As variáveis que se mostram decisivas nas análises a posteriori, simplesmente são indetectáveis antes que surtam seus efeitos revolucionários. Ou seja, posteriormente conseguimos explicar ou racionalizar qualquer fenômeno. Podemos imaginar explicações diversas para o mesmo fenômeno de acordo com referências teóricas e paradigmas diferentes. O que é impossível é prever fenômenos. Não importa qual teoria usemos. Fenômenos complexos que sejam compostos de múltiplas variáveis não podem ser antecipados com precisão. O isolamento experimental de variáveis tem a função de proporcionar um entendimento do fenômeno.

Ainda assim é possível avançar hipóteses. Na série de textos que venho postando procuro abordar os determinantes geopolíticos implicados na crise econômica e política brasileira sem perder de vista a micropolítica que sustenta a oscilação na estabilidade de nossos arranjos socioculturais e institucionais.

No cenário mundial temos uma tríade de polos de equilíbrio que parecem estar se aproximando de um abalo sistêmico a cada ano que passa.
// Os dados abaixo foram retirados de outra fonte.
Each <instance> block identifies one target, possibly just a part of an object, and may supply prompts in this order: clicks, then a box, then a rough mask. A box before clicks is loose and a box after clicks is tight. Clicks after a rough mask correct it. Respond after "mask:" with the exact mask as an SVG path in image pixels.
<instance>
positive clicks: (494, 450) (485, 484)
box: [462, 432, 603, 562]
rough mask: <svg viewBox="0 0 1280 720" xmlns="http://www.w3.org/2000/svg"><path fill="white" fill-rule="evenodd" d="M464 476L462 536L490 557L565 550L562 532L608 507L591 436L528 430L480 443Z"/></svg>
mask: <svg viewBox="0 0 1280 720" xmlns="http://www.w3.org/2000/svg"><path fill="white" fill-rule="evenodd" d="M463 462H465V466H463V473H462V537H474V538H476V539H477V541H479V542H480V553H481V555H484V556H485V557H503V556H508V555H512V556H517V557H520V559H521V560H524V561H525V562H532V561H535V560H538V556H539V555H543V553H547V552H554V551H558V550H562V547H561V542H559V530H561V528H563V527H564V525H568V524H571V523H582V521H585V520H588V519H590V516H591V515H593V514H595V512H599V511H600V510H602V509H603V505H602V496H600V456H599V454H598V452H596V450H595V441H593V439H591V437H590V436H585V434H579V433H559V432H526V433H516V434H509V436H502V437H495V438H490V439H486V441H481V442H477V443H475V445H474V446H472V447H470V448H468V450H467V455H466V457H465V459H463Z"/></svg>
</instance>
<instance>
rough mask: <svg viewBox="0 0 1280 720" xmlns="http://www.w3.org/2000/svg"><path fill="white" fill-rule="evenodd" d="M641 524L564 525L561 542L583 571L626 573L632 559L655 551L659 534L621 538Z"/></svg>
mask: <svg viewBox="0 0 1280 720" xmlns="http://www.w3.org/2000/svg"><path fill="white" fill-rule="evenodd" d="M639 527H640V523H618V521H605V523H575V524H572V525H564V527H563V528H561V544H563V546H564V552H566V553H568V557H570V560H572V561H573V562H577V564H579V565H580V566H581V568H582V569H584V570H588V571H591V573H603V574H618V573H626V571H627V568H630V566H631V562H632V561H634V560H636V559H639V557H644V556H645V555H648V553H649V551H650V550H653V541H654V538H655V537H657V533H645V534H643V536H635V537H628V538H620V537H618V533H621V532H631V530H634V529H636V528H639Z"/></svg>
Os corpos diplomáticos dos EUA, Rússia e China reconhecem a grande probabilidade de se envolverem em conflitos violentos nas próximas décadas. Há inúmeros conflitos de interesse globais, especialmente econômicos e de recursos naturais, que colocam essas três potências em rota de colisão.

Mas, são as instabilidades sociais e políticas internas que vão determinar, em grande parte, o momento em que o conflito poderá emergir. É muito razoável esperar que as elites políticas internacionais irão preferir alguma forma de conflito externo antes de aceitarem alguma forma de decadência interna do arranjo de poder nacional que as sustenta.

A articulação entre os benefícios da coesão forjada a partir do reconhecimento de um inimigo comum é recorrente. A possibilidade da descoberta de vida alienígena fora da terra e de alguma civilização tecnológica não pode ser avaliada por critérios de recorrência. Mas teria o efeito de produção de coesão semelhante ao dos comunistas, dos fascistas ou dos regimes democráticos para os países de sistemas autoritários.

O ponto nesse conjunto de textos em meu blog é buscar entender porque o impasse entre as elites brasileiras ao longo da crise atual tem demorado a se resolver. Uma dimensão da incerteza que posterga esse novo arranjo de poder é o cenário geopolítico internacional. Já vivemos uma nova guerra fria ou grande jogo implicando os serviços de inteligência e a diplomacia das nações.

A relação entre demanda e disponibilidade na questão do acesso à energia das populações de EUA, China e Rússia racha a estabilidade em blocos de interesse que não podem ser conciliados. E não é claro que a prejuízo mútuo assegurado venha a ser um dissuasor eficaz num cenário trilateral.

Não sendo previsível o limite do perigo de não se construir um consenso, o risco é que o acordo só se torne evidente apenas quando já for tarde demais para implementá-lo. Não que isso seja de todo ruim, considerando a qualidade dos consensos e acordos que prevaleceram ao longo de nossa história.

Os possíveis desdobramentos para os SUS que irão surgir desse cenário macro político são razoavelmente evidentes. A Guerra Fria resultou em políticas de Bem-estar de intervenção no mercado de modo a equacionar as contradições autodestrutivas da ordem econômica. Resumidamente, atenuar o capitalismo para que ele não se autodestrua.

O papel das políticas de saúde pública no contexto do século XXI pode responder a necessidade de coesão social e manutenção dos vínculos identitários ou se colocarem a serviço do oposto. Políticas públicas de saúde devem seguir existindo. Em que grau irão se articular com os interesses privados ou serão genuinamente a defesa de interesses coletivos, básicos e comuns é a questão que nos desafia.